Judge Dredd of 2000 AD

9p - Earth money. I remember my old school friend Philip Sullivan laughing his head off at the front page of 2000 AD - a comic that was; 'IN ORBIT EVERY MONDAY.'

I would always be buying comics as a youngster. The Dandy and the Beano were among my favourites. Also, there were other names like; Beezer, Topper, Cor and Knockout. 

I used to read them avidly as a kid. They were my little world where I would often escape to, upstairs in my bedroom out of sight and mind. Out they would come - my growing array of wonderful British comics. 

As I started going to secondary (high) school. I began reading the endless war stories that were out - like; Commando, Battle, Warlord and Victor. 

I remember the German Chancellor Helmut Schmidt complaining about the BBC news, next to our Prime Minister James Callaghan, about these comic strips that were staunchly dedicated to loving our war heroes and demonising anything German or Japanese. 

It was the seventies and as a kid growing up through the sixties and seventies, the war was still very prevalent.  

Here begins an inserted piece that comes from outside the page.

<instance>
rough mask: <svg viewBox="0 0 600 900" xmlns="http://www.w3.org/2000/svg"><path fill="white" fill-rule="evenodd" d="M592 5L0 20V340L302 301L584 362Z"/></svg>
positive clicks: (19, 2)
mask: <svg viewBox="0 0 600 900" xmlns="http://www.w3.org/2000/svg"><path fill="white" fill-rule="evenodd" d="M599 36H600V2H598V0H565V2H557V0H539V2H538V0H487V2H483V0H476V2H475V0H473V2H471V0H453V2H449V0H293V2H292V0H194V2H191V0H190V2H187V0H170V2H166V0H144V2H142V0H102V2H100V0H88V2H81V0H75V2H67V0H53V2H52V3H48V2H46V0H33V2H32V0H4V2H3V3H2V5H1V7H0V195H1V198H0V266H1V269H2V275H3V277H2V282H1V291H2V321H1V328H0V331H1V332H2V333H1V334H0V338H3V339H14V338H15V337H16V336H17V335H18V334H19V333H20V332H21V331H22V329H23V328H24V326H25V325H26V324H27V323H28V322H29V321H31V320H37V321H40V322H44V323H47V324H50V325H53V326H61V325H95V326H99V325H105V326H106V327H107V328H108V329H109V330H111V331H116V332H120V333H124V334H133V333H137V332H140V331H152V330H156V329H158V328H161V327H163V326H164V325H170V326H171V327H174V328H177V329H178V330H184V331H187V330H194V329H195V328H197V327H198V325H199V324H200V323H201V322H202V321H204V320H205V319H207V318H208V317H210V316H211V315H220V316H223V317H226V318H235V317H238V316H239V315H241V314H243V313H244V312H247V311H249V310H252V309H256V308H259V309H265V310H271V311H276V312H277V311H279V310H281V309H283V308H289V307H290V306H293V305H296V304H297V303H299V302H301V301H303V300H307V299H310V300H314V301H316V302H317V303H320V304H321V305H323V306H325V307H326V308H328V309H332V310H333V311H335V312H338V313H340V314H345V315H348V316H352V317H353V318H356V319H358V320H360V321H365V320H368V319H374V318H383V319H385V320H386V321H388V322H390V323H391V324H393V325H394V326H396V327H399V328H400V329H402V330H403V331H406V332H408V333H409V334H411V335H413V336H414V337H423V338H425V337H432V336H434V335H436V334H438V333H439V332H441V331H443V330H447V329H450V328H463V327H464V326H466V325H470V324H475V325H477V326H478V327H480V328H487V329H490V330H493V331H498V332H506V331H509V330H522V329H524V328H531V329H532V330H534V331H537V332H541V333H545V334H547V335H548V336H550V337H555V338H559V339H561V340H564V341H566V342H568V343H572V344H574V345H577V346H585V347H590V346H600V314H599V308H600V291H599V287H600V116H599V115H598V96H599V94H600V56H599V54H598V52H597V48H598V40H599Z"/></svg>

Then along came a new one called 2000 AD - 9p - Earth Money and Philip Sullivan laughing. I remember reading one of the strips about this futuristic policeman called Judge Dredd. Wow! was this guy the complete works. He diced with death about 10 times a day and would sentence his criminals on the spot. What with all the Mary Whitehouse things going on at the time, I thought the strip would get banned. They banned the American Civil war cards of the sixties because they were bloodthirsty.

The strip that Philip and I were reading was about a villainous assassin with a huge great F*#K OFF rifle that fired a plasma burst or ray. It engulfed the victim in a ball of heat that made them scream "Yeaaaaah' and then there would be a pile of ashes and a smouldering skull and bones. 

Our victims were Judges riding their huge motorbikes through the dystopian city of the future somewhere in America. Of course, Judge Dredd is called in tracking down the serial marksman. I thought it was great. There were other comic strips too, but most of all I remember the infamous Judge Dredd.

It is hard to believe how successful the comic strip became with two movies portraying the character and countless graphic novels too. I would not have thought the character would have last as long as it has, exceeding the years 2000 AD by far. The year 2000 seemed a long way off back in the mid-seventies to a 14-year-old.